The Cocoon of Pampered Academies
For the sake of brevity we won’t add further comments regarding the fate of public regional colleges, already flogged by episodes of rowdiness and indiscipline, not to mention other disturbing behaviours, which will have to cope after their better elements are harpooned into the cocoon of pampered Academies; nor will we drag our commentary to other aspects. These have been amply mentioned here since 2015 with the humble suggestion that the Minister, in such an important matter, provides time for public consultation, comments, views and suggestions.
We can all applaud the necessity to keep children in a learning and socialisation environment for a longer time spread, for some attempt to introduce a “dose of holistic education” and for the efforts to help along those who, early on in school life, disconnect tragically with traditional teaching methods. By all reckonings, they have, for decades, constituted more than a third of the country’s student population, and although the school cannot be expected to replace parents or cure society’s ills, it must be believed that it has a more cogent role to play in addressing that worrisome story of untapped talents and skills, of disenchantment, of social inadaptation, of classroom rowdiness and indiscipline, of school drop-outs and failures. Nobody needs reminding the accumulated societal dimensions of some 4000-5000 adolescents barely equipped with numeracy or literacy skills every year. The failure of NYS proponents and conceptors in this domain is tragic.

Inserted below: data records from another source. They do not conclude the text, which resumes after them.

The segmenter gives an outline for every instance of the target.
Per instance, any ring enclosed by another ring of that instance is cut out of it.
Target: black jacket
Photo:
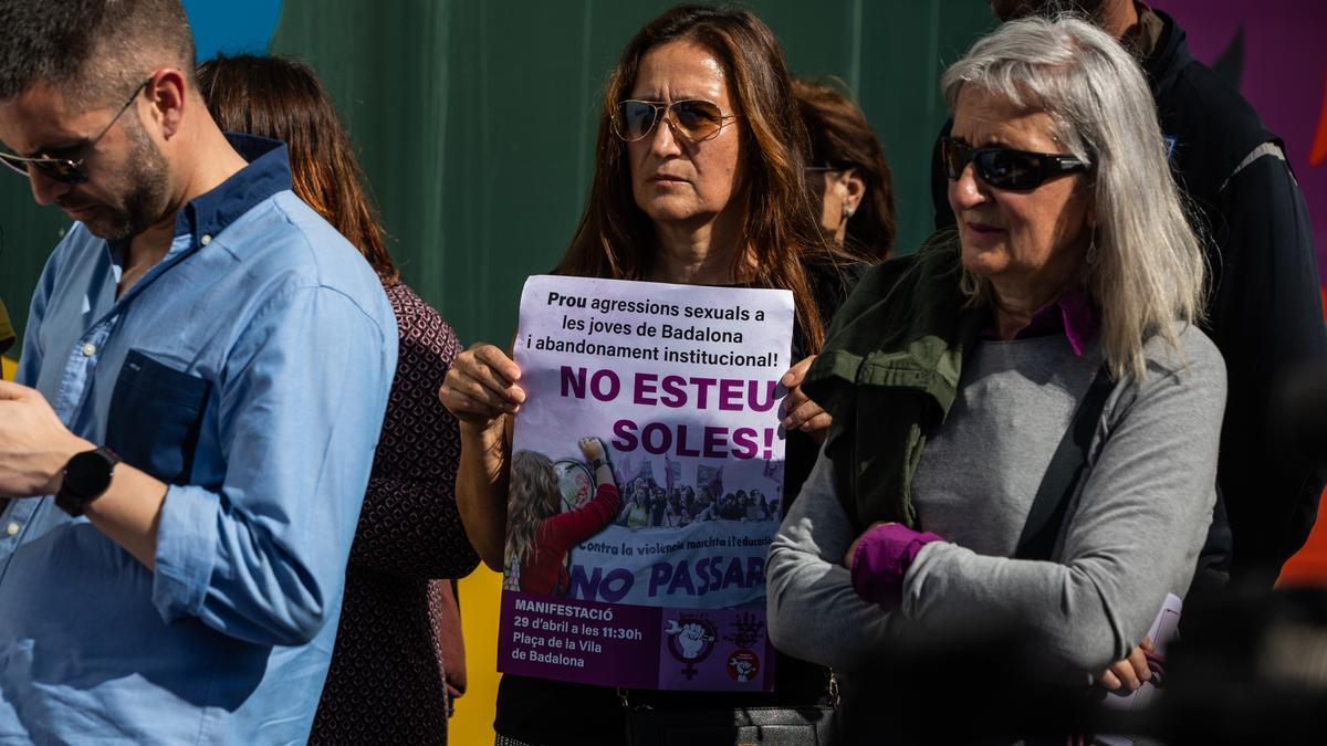
[[[1144,68],[1176,182],[1198,212],[1213,288],[1202,328],[1229,377],[1217,482],[1234,540],[1231,575],[1270,583],[1308,538],[1323,490],[1322,471],[1283,442],[1270,415],[1283,378],[1327,356],[1308,207],[1281,139],[1193,58],[1184,29],[1153,12],[1165,31]],[[936,223],[951,226],[938,142],[933,166]],[[1220,518],[1213,528],[1221,544]]]

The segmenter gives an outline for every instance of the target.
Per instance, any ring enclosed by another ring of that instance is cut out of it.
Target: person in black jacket
[[[13,325],[9,324],[9,312],[4,308],[4,301],[0,300],[0,354],[4,354],[13,346],[15,335]]]
[[[1226,358],[1230,386],[1221,500],[1194,584],[1218,584],[1229,572],[1270,585],[1308,538],[1323,491],[1323,471],[1279,447],[1269,417],[1287,374],[1327,356],[1308,207],[1285,146],[1239,92],[1193,58],[1184,29],[1160,11],[1133,0],[993,0],[991,9],[1002,21],[1085,13],[1147,72],[1172,173],[1204,238],[1212,292],[1202,329]],[[954,219],[945,186],[937,141],[937,227]]]

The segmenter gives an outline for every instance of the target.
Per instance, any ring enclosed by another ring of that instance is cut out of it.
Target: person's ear
[[[153,81],[147,84],[147,96],[151,101],[151,115],[161,127],[162,139],[171,139],[179,134],[184,121],[184,109],[188,106],[188,81],[184,73],[176,69],[158,70]]]
[[[844,186],[843,206],[852,215],[861,207],[861,200],[867,198],[867,179],[861,178],[857,169],[848,169],[840,179]]]

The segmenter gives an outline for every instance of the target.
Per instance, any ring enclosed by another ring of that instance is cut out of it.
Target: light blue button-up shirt
[[[41,275],[19,382],[170,488],[155,572],[49,496],[0,512],[0,743],[308,738],[397,328],[285,146],[232,143],[122,297],[81,224]]]

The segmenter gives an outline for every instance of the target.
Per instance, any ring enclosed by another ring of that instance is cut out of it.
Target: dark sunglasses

This Reform goes much further than the one imposed by the MSM-MMM alliance between 2000 and 2005. Its stark outcome, behind the facade of a meritorious combat against competition, is actually to increase competition and to restrict access to best quality public sector education to some 1200 places for those whose parental means will allow a harrowing rat race and private tuition from Std V to Form III.
Parents who don’t have the means for the enormous investments being asked, whose children may falter under such accumulated weight, who can’t afford fee-paying private colleges, or gain access to the limited prized seats at confessional colleges (SeDEC’s), will have to accept the fate being thrust upon them. NYS even manages to do this class act without in any way providing concrete, realistic educational objectives and perspectives for extended stream students, in other words, Pierre has been “deshabillé” without even “habiller” Paul.
Now that parents and media observers are better understanding all the implications of NYS, the Minister and her cadres may well wonder whether the four years of planning and resources were worth the outcome. A concerted, consensual Education Reform can and should aim for better outcomes.